Za to dzika widzialem rok temu. Dziki sie ucywilizowaly i zyja w
symbiozie z turystami :-)

a pozniej w tivi mowia, ze trzeba do nich strzelac, bo stanowia zagrozenie,
ja mysle, ze to my stanowimy wieksze, a strzelac nie wolno:-)

Jakie zagrozenie ? jeszcze z rok-dwa i sie beda bawic z maluchami w
jednej piaskownicy :-)

Fakt ze te zimy to mamy coraz gorsze .. ale kiedy byla w kraju
naprawde mrozna ? Trzy lata temu.
I jeszcze zobzymy jaka bedzie w tym roku .. snieg w listopadzie spadl.

a dzisiaj bylo 12 stopni plus:-)

Zalezy gdzie. W Jakuszycach bylo -1. Wczoraj bylo +6.

W Norwegii nadal sniegu pada duzo, w Alpach tez ..

to ze pada, nie zawsze jest pozytywne, a tez jest dowodem na zmiane klimatu,

Zaden dowod, bo "od zawsze" padalo :-)

aha - do tych co twierdza, ze iedys tez tak bylo - nie wiedzialam, ze kiedys
bylo tyle elektrowni zasilanych weglem - moze jednam nie doceniamy
dinozaurow?

Ale to jest dowod ze przemysl NIE wplywa.

J.

128 Data: Grudzien 02 2008 22:13:32
Temat: Re: [OT] Globalne ocieplenie
Autor: ania 


Uzytkownik "J.F."

Ale to jest dowod ze przemysl NIE wplywa.

no to na tym poprzestanmy i juz - mi to lata, sama staram sie zyc na tyle
nieuciazliwie na ile potrafie sie wyrzec wygod - zdaze umrzec zanim bedzie
bardzo zle, za to dziwie sie ludziom kochajacym swoje dzieci


--
ania

129 Data: Grudzien 04 2008 15:31:26
Temat: Re: [OT] Globalne ocieplenie
Autor: Arek (G) 

ania pisze:

Uzytkownik "J.F."

Ale to jest dowod ze przemysl NIE wplywa.

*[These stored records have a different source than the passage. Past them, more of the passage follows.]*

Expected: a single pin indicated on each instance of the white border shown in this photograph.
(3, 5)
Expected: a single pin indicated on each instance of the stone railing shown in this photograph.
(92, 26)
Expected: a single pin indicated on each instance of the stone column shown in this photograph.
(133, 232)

no to na tym poprzestanmy i juz - mi to lata, sama staram sie zyc na tyle nieuciazliwie na ile potrafie sie wyrzec wygod - zdaze umrzec zanim bedzie bardzo zle, za to dziwie sie ludziom kochajacym swoje dzieci

Pewne elementy naszego życia faktycznie źle wpływają na środowisko. Np. śmieci, zanieczyszczenia wód itp. Problem jest w tym, że sporo środków przeznacza się na co2, które praktycznie nie ma najmniejszego wpływu na środowisko, kosztem tego co akurat ma. O to w tym wszystkim chodzi.

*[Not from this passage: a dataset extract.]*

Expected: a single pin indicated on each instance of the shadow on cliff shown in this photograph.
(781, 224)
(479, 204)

A dlaczego? Dzięki ograniczeniom emisji co2 można skutecznie zniszczyć przemysł takich krajów jak nasz. I to jest chore. To co Ci wciskają a Ty bezmyślnie pochłaniasz to zwykły kit. Nie jest Ci głupio, że jesteś dymana a Ty nawet o tym nie wiesz i jeszcze innych zachęcasz aby się z tego cieszyli? Bo tak to niestety wygląda.

Arek

130 Data: Grudzien 04 2008 15:51:25
Temat: Re: [OT] Globalne ocieplenie
Autor: Alti 


Użytkownik "Arek (G)"  napisał

Nie jest Ci głupio, że jesteś dymana a Ty nawet o tym nie wiesz i jeszcze innych zachęcasz aby się z tego cieszyli?

ROTFL

Wojtek

131 Data: Grudzien 04 2008 16:17:16
Temat: Re: [OT] Globalne ocieplenie
Autor: Boombastic 

Pewne elementy naszego życia faktycznie źle wpływają na środowisko. Np. śmieci, zanieczyszczenia wód itp. Problem jest w tym, że sporo środków przeznacza się na co2, które praktycznie nie ma najmniejszego wpływu na środowisko, kosztem tego co akurat ma. O to w tym wszystkim chodzi.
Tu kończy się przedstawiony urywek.